当初は忠光を手厚くもてなした長州藩が彼をもてあまし始めたのは、「禁門の変」で長州藩が敗れ、正義派に変わって俗論派が台頭してきた頃のこと。
忠光の身柄を預かっていたのは長府藩ですが、最終的には暗い山奥におびき出し、暗殺してしまいます。
筑前から舞い戻ってきた高杉晋作の決起により、その後まもなく長州藩は再び正義派のものとなるわけで、忠光がもしもそれまで生き延びていれば、三条実美、岩倉具視とともに、権力の座についたことは間違いありません。
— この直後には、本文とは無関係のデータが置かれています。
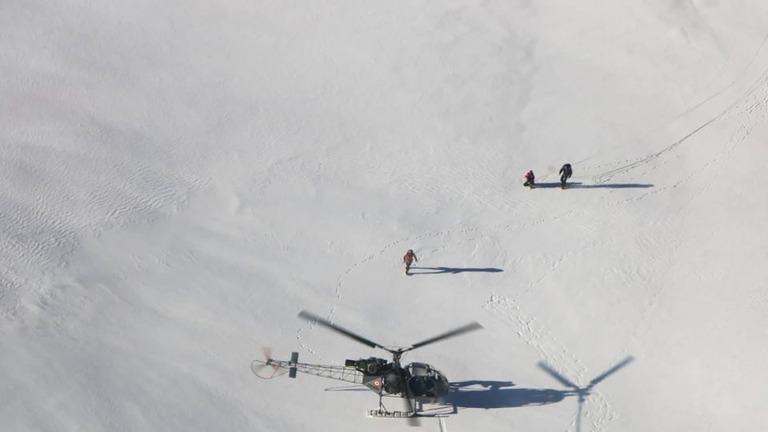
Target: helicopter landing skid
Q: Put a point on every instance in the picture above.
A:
(390, 414)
幕府の隠密の目をかわすため、忠光の居所は下関からスタートして奥地へ奥地へと移動させられていきました。
最後に忠光が住んでいた場所は田耕という場所でして、何年か前に一度だけ行ったことがあるのですが、山と田んぼの他には何もない、とても寂しい場所でした。
忠光が潜伏した大田新右衛門の家は今も同地に残っています。
その家の前から見える風景も、やっぱり山と田んぼだけ。
緑で塗りつぶされた視界の中で、血のように赤い彼岸花の花があまりにも鮮烈だったので、中山忠光と彼岸花が私の中で結びついてしまったようです。
「思いきや 野辺のかかしの梓弓、引きも放たで朽ち果てるとは」
殿上の貴公子とも思えない侘しい辞世を残し、中山忠光は数えで二十歳の若さで世を去ってしまいました。
今も彼岸花は咲いているのかな。
田耕に久しぶりに行ってみたいかも。